On trip to a Georgia sea island, Sophie discovers an invisible species she has never encountered. But its invisibility does not make the Hypnogator any more friendly than its visible counterparts:

the cold, ugly, glowing stones appeared. They blinked, left, left, right. I couldn't stop my mind from following their code, the code to confusion. I remembered that I'd locked onto Leif's kicking body, but a mental mist—like the one when you're about to black out—had kept me from knowing, except in glimpses, if I was still holding on.
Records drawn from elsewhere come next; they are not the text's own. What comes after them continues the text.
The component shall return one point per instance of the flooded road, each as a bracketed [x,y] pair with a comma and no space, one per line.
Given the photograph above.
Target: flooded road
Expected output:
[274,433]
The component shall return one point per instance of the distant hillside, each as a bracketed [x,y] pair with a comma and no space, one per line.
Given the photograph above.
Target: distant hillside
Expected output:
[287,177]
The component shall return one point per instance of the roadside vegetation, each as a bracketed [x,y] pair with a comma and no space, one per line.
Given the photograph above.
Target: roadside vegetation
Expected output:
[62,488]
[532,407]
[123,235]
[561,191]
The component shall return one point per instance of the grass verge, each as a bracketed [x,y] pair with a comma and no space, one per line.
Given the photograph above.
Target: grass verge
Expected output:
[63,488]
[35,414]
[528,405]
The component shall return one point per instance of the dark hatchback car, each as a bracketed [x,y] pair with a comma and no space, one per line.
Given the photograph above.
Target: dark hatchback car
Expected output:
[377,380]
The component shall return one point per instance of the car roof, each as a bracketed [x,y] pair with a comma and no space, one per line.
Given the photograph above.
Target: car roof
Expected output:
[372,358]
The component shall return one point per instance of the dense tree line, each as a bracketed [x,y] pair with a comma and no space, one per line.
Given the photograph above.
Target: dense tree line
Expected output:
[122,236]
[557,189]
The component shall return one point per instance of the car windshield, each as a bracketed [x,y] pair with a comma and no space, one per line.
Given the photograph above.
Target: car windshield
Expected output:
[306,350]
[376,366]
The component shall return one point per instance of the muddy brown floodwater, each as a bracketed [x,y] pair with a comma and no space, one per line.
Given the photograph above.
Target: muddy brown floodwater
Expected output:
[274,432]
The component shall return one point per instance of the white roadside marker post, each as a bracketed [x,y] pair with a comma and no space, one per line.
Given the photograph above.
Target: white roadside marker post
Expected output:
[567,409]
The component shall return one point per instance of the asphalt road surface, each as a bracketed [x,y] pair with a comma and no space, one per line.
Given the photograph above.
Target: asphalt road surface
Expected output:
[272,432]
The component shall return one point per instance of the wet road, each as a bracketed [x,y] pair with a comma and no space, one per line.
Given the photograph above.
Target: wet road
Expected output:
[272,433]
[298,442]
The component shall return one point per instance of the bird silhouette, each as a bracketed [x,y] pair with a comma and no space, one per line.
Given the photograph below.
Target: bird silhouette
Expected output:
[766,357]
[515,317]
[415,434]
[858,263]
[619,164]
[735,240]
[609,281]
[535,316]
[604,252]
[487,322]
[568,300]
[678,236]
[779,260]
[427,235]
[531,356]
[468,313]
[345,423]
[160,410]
The Hypnogator, like its visible brethren, is terrifying, and dangerous. There is, here, no excessive sentimentality about animals—whether visible or not. Rather, the attention to detail that our naturalist/narrator brings to her observations of beasts only she can see, also serves the narrative, developing characters and relationships that are flawed, poignant, beguiling.

This inventory of fantastical beasts allows Muir to tell a story at the level of the human, but also all of humanity. We don't, Invisible Beasts argues, have to be able to see animals to value them. Beasts exert profound influences on the way humans live, both in individual relationships and in our relationship to the world. And beasts, a category used here in all its expansiveness, includes everything from the human to the microbe. This book is a wondrous testament to those relationships, interdependencies, and affinities. Invisible Beasts makes the bestiary a document of profoundly human dimensions, and offers to all readers, whether devotees of science or of fantasy, very real pleasures.